Suriyeliler ve Kuvayı Milliye Tartışması…
FETÖ ve PKK terörü ile mücadelede sınıfta kalan Türk solunun mülteciler konusunda İP’in peşine takılması CHP’nin ideolojik krizinin son sahnesi.
Prof. Dr. Burhanettin DURAN & SETA Genel Koordinatörü
Dünyanın gündeminde olan düzensiz göç Türkiye’nin de ana konularından birisi. İç savaş sebebiyle ülkemize gelen 3.7 milyon Suriyeli sıklıkla muhalefetin dilinde. Özellikle son seçim dönemlerinde CHP ve İP, mülteci popülizmi ve ırkçılık üzerinden oy toplamaya çalıştı. Türk milletinin feraseti ve Cumhurbaşkanı Erdoğan’ın liderliği sayesinde bu ırkçı-ayrımcı söylem ülkemizde, Batı Avrupa ülkelerindeki aşırı sağ dalganın benzerine dönüşmedi. Bugünlerde salgın dönemi ekonomik zorluklarına ABD’nin Afganistan’dan çekilmesi sonrası olası Afgan göçü riskinin eklenmesiyle CHP Genel Başkanı Kılıçdaroğlu, “Suriyelileri göndereceğiz” söylemini yeniden ısıttı. Yalan, suçlama ve tehdit dili dışında Türkiye’nin meselelerine hiçbir somut öneri getirmediği eleştirisine cevaben Kılıçdaroğlu bir çözüm de önerdi. Güya iki yıl içinde “Esad rejimi ile görüşme” ve “AB ile çetin müzakere” yaparak Suriyeli sığınmacıları ülkelerine gönderecekmiş. “Elini cebine” attıracağı ve “Suriyelilerin yolunu, okulunu, hastanesini, kreşini, her şeyini” yaptıracağı Batılılara seslenmeyi de unutmadı: “Beni Erdoğan’la karıştırmayın. Kuvayı Milliye geleneğinden geliyorum. Kimse kaçtığı yere askerimi bekçi; ülkemi de mültecilere açık hapishane yapamaz.” Böylece Suriyeli sığınmacı karşıtlığını Batı başkentlerine karşı çıkıyorum tavrıyla birleştirdi.

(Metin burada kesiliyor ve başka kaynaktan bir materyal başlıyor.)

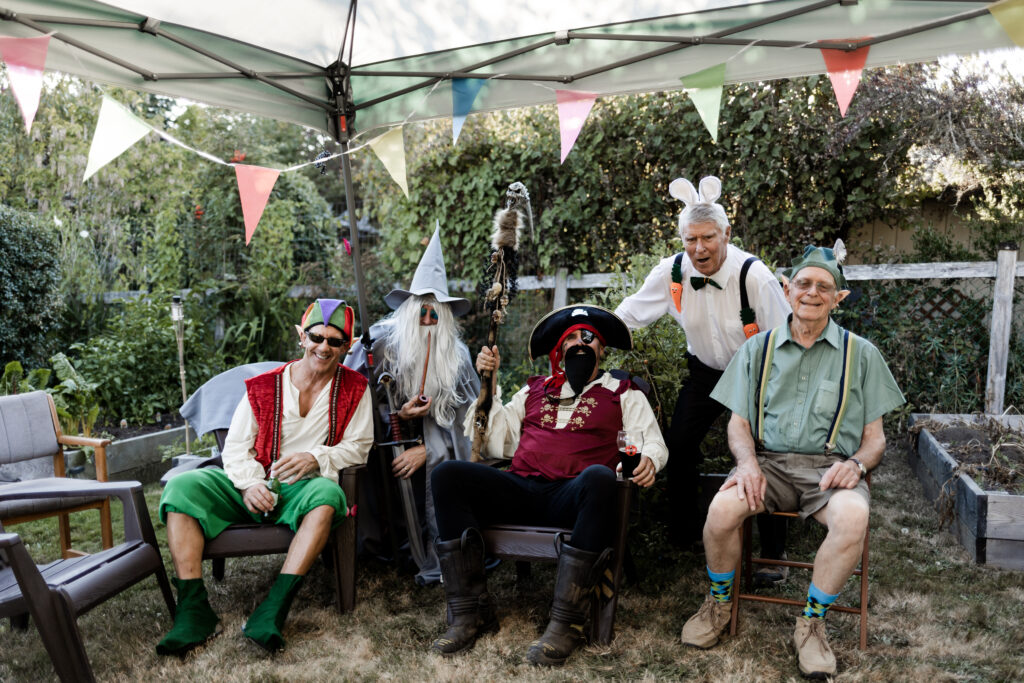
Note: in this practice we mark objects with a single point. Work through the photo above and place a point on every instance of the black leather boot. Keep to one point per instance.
(579, 571)
(470, 612)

Erdoğan’ı devirmek için Batı başkentlerinde “dostlar” arayan Kılıçdaroğlu’nun bu ikircikli “Batı eleştirisi” hiç ikna edici değil. FETÖ ve PKK-YPG’ye verdikleri destek konusunda Washington ve Brüksel’e eleştiri getirmeyen CHP’nin Kuvayı Milliye söylemi içeriye yönelik ucuz bir popülizmi aşamıyor.
Mülteci Karşıtlığı
Hep söylüyorum, muhalefet belki uzun süredir iktidardan uzak olmasından, belki tembelliğinden somut öneriler yerine Erdoğan karşıtlığına dayalı negatif bir siyaset takip ediyor. Bunun demokrasimize ne kadar zarar verdiği siyasi fikriyat dünyamızı altüst etmesinden belli. Sosyal demokrat olduğunu söyleyen CHP’nin genel başkanı sığınmacı karşıtlığı, ayrımcılık ve ırkçılıkla mücadele yerine bu tür duygulardan medet umuyor. Çözüm adı altında aşırı sağın mülteci popülizminin yeni versiyonlarını ülkemizde tedavüle sokuyor. Hem de insaniyet adına… 2023 seçimlerinde Suriyeliler konusunu CHP ve İP’in sonuna kadar kullandığını görmek sürpriz olmayacak.
Kılıçdaroğlu’nu Realiteye Davet
KKTC dönüşü basınla sohbet eden Erdoğan, Kılıçdaroğlu’na hem insaniyet hem de dünya siyasetinin realiteleri dersi verdi. BM kurallarına göre mültecilerin ancak gönüllü, güvenli ve onurlu bir şekilde evlerine dönebileceğini hatırlattı ve ekledi: “Bu ülkede iktidarda olduğumuz sürece, bize sığınan Allah’ın kullarını katillerin kucağına atmayız.” Kılıçdaroğlu’nun realiteden kopukluğu daha geniş bir çerçeveye oturuyor. Çözüm diye söylediği “Suriye ile ilişkilerimizi düzelteceğiz, AB ile çetin müzakere yapacağız” önerisinin son on yıldaki Suriye iç savaşının gidişatını ve Türkiye-AB ilişkilerini sağlıklı okumaktan uzak olduğu açık. 2013’ten itibaren Türkiye’nin yaşadığı iç-dış türbülansın temelinde Suriye krizi yatıyor. Ankara ile Brüksel arasındaki gerilimde Suriyeli mülteciler önemli bir başlık. AB başkentleri, Erdoğan’ın “Gelin birlikte çözelim” önerisini yıllardır geçiştiriyor. Türkiye’nin milli çıkarlarını korumak için Erdoğan, “çetin müzakere” yaptığında hatta “gerilimi” göze aldığında onu “despot” ilan eden de Batı medyası. Kendi halkını katlederek milyonları Suriye’den atan Esad rejimi ile muhalifleri ülke yönetimine katacak bir formül bulmadan uzlaşmak Suriyelileri geri döndürmez. Aksine İdlib ve güvenli bölgelerden yeni milyonları davet eder. Yine Kılıçdaroğlu’nun karşı çıktığı Suriye operasyonlarının hem PKK-YPG koridorunu engellediği hem de yeni Suriyelilerin gelmesini önlediği unutulmasın. FETÖ ve PKK terörü ile mücadelede sınıfta kalan Türk solunun mülteciler konusunda İP’in peşine takılması CHP’nin ideolojik krizinin son sahnesi.